Parties to transaction
Primary acquiring firms
[3] SATDF is directly controlled by SA Taxi Finance Holdings Proprietary Limited ("SA Taxi Finance Holdings") and ultimately controlled by Transaction Capital Limited.
[4] SATS is directly controlled by the Transaction Capital Securitization Trust which is in turn controlled by individual trustees. SA Taxi Finance Holdings holds 100% of the preference shares in SATS.
[5] SATDF as the operating arm of the SA Taxi group is responsible for the origination of credit agreements for each credit providing entity and for its own balance sheet. The allocation of these agreements is a random process and is dependent on third party funding lines. SATOF is also responsible for the management and administration of each credit provider. SATS is among one of the credit providing entities that SATDF is responsible for.
[6] SATS is a ring-fenced special purpose vehicle which was an active credit provider which originated new credit agreements. Its revolving period has currently expired and its current business is to realise the value of residual credit agreements and pay back its creditors. SATS is dependent on the administration and management functions provided by SATDF to fulfil its obligations.
Primary target firm
[7] The primary target firms are SATS Exchange Assets and SATDF Exchange Assets.
[8] SATS Exchange Assets comprises SATS Qualifying Rental Agreements.
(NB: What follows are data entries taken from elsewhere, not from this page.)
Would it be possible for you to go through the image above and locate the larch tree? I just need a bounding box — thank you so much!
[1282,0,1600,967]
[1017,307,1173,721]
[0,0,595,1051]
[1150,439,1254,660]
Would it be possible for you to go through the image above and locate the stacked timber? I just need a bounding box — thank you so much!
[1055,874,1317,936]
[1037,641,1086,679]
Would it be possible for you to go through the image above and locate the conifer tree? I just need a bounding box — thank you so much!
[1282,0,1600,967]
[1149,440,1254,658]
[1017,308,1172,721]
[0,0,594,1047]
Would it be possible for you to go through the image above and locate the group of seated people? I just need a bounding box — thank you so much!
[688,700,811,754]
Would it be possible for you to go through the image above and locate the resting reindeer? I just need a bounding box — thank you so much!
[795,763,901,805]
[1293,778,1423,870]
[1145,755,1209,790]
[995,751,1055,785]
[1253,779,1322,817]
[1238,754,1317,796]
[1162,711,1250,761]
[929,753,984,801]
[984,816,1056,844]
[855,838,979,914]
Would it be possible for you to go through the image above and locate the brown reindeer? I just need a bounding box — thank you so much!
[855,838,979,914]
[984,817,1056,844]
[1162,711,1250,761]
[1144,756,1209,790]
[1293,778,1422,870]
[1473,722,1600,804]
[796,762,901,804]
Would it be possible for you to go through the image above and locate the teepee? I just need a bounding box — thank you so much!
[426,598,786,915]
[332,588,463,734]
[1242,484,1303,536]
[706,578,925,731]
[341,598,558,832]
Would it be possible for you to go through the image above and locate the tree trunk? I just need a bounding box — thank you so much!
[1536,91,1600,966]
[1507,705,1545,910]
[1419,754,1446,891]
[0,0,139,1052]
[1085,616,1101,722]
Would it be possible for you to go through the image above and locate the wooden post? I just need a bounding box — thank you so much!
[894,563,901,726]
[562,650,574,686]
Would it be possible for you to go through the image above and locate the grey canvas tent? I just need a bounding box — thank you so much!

Rental Agreements which qualify consists of vehicles which fall under the entry level vehicle portfolio.
[9] SATDF Exchange Assets comprises SATDF Customer Credit Agreements. Customer Credit Agreements falling under this category are vehicles in the premium vehicle portfolio.
Proposed transaction and rationale
[10] The proposed transaction involves an "asset swop" whereby the SATS Exchange Assets are transferred to SATDF and the SATDF Exchange Assets are transferred to SATS. The result of the transaction is that ownership of the SATS Exchange Assets would pass to SATDF and ownership of the SATDF Exchange Assets would pass to SATS.
[11] The target firms have submitted that the 'asset swop' is in order to protect SATDF from the exposure of entry level vehicle credit agreements as SATDF will pursuant to the transaction comprise 100% of premium level vehicle loans. SATS was submitted to be an ideal candidate for entry level vehicle credit agreements as it has no external debt exposure. It is also houses a majority of the SA Taxi Groups entry level loans.
Impact on competition
[12] The Competition Commission ("the Commission") identified an overlap in the merging party's activities in so far as both provide credit finance to operators of minibus and midibus taxi vehicles.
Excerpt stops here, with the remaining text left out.